Model fitting

All fitting methods aim to adjust model parameters so that model predictions match the observed data in an 'optimal' way. This set of "optimal" parameter values is called the parameter estimates. We use \(\hat{\theta}\), \(\hat{\Omega}\), and \(\hat{\Sigma}\) to denote estimates to the correspoding NONMEM parameters. Different methods define “optimal” in different ways. For example, NONMEM's classical methods such as FO use a least-squares type criterion, the exact form of which depends on the chosen error model.
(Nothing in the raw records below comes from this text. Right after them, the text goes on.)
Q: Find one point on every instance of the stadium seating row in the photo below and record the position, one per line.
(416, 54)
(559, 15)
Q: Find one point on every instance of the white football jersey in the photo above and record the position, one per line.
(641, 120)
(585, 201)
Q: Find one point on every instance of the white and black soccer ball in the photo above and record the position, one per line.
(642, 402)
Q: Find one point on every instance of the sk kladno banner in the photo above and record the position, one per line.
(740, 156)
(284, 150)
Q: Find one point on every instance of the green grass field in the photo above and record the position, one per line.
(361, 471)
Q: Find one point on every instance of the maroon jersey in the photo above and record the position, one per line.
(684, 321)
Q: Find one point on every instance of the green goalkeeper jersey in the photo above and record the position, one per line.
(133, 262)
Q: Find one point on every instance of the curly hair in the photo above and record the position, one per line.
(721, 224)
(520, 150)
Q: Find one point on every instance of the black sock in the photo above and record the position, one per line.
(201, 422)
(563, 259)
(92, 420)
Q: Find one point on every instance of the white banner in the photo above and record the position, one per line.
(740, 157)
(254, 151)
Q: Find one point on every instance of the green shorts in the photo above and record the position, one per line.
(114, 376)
In such a method for population model, NONMEM fits an approximate model, linearized with respect to the random effects for each individual. The total objective function (likelihood function) is the weighted sum of individual contributions. The approximate model is unbiased in predicted individual mean responses. These predictions are obtained setting \(\hat{\eta}=0\) and \(\epsilon=0\). In other words, the prediction is for the mean reponses of individuals with same fixed effects. In addition, one can also use \(\hat{\theta}\), \(\hat{\Omega}\), and \(\hat{\Sigma}\) to calculate the covariance matrix (hence the standard error) of individual predictions.

Objective function

Recall the model formulation for subject \(i\)'s \(N_i\) observations: $$ y_{ij} = f(x_{ij}, \phi_i) + \epsilon_{ij},\quad j=1,\dots,N_i. $$ Classic NONMEM methods assume $$ \epsilon_{ij} = \epsilon_{i,0} f(x_{ij}, \phi_i)^{\xi} $$ with unknown parameter \(\xi\) and normally-distributed scalar \(\epsilon_{i,0}\): $$ \epsilon_{i,0} \sim \mathcal{N}(0, \upsilon^2). $$ Then subject \(i\)'s individual objective function is $$ \mathcal{O}(\phi_i, \upsilon, \xi)=\sum_j\left( \frac{(f(x_{ij},\phi_i)-y_{ij})^2}{\upsilon^2 f(x_{ij},\phi_i)^{2\xi}} + \log(\upsilon^2 f(x_{ij}, \phi_i)^{2\xi}) \right) $$ This forms a weighted least square objective function with penalty. NONMEM refers this approach as the Extended Least-Square (ELS) method:

  • for each observation, the squared difference between observation \(y\) and model prediction \(f()\) is weighted by the inverse of the variance;
  • the Log term penalizes the weight so that the weight would not become arbitrarily small.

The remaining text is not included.